I may have given coach Larry Krystkowiak and his staff too much credit for coming close to landing the likes of Arizona’s Lauri Markannen and Gonzaga’s Zach Collins and Killian Tillie. I may have overly criticized them for failing to retain the nine players who have transferred in the past two years. The circumstances vary in each athlete’s case, although I’ll stick with the belief that Utah’s evaluations and expectations should have been more thorough.
In any case, with the variable that nobody knows for sure how these incoming athletes’ careers will play out, the Ute coaches deserve praise for what they’re doing with the 2018 recruiting class. They have commitments from a junior college guard and four high school players — including guard Devante Doutrive, who graduated this year and will redshirt in 2017-18. The others plan to sign in November and arrive next year.

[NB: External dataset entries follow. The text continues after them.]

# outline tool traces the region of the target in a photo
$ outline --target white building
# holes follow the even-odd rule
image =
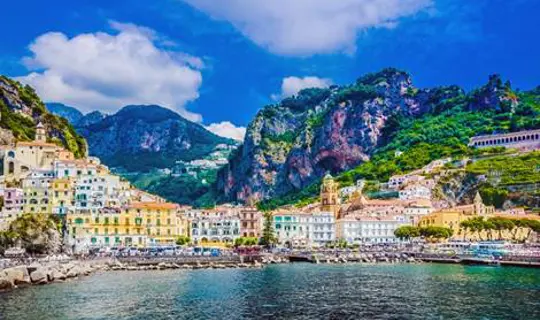
[[[198,216],[191,222],[191,238],[196,244],[230,243],[240,237],[238,215]]]
[[[431,189],[421,184],[412,184],[399,191],[400,200],[431,200]]]
[[[396,243],[394,230],[410,224],[404,216],[388,215],[384,217],[347,216],[337,221],[338,238],[349,244],[360,243]]]
[[[292,247],[323,246],[336,239],[332,212],[278,211],[273,215],[278,243]]]

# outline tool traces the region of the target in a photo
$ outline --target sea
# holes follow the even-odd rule
[[[0,293],[0,319],[540,319],[540,270],[298,263],[110,271]]]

The momentum may have started with a 2019 high school graduate. The early August commitment of Olympus point guard Rylan Jones, a son of Utah director of basketball operations Chris Jones, logically played a part in the others’ pledges. He’s the kind of player other guys want to join.
The other commitments:
• Charles Jones II, a 6-foot-2 guard from the College of Southern Idaho
• Naseem Gaskin, a 6-3 guard from Bishop O’Dowd High School in Oakland, Calif.

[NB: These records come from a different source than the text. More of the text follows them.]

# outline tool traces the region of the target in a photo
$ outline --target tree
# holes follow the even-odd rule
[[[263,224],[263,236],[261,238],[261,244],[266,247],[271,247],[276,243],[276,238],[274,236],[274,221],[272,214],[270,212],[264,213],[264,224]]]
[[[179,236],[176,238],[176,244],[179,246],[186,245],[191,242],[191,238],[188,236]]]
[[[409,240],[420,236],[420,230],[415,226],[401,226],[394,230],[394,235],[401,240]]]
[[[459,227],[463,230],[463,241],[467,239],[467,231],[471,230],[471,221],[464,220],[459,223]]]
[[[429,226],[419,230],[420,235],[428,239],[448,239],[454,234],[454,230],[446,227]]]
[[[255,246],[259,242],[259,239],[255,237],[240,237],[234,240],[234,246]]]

• Devante Doutrive, a 6-5 guard from Birmingham High School in Van Nuys, Calif.
• Timmy Allen, a 6-5 wing from Red Mountain High School in Mesa, Ariz.
• Riley Battin, a 6-10 forward from Oak Park (Calif.) High School.
Jones, Doutrive, Allen and Battin are four-star recruits. Exactly how they will blend into the program and create roles for themselves will be interesting to see, but I know this: Fans who closely follow Ute basketball recruiting are revved up, after being disappointed in recent years. Krystkowiak, whose contract runs through 2023, is showing signs of building a strong program well into the next decade.
And this recruiting class undoubtedly will ease some of the disappointment of last season — and the coming season.
With the loss of forward Kyle Kuzma as a first-round pick of the Los Angeles Lakers, the Utes are unlikely to make the NCAA Tournament in 2018, after settling for the NIT last year. But nobody can question the recruiting efforts of Krystkowiak and his staff lately – and even if they had landed Markkanen or Collins, those guys are already in the NBA.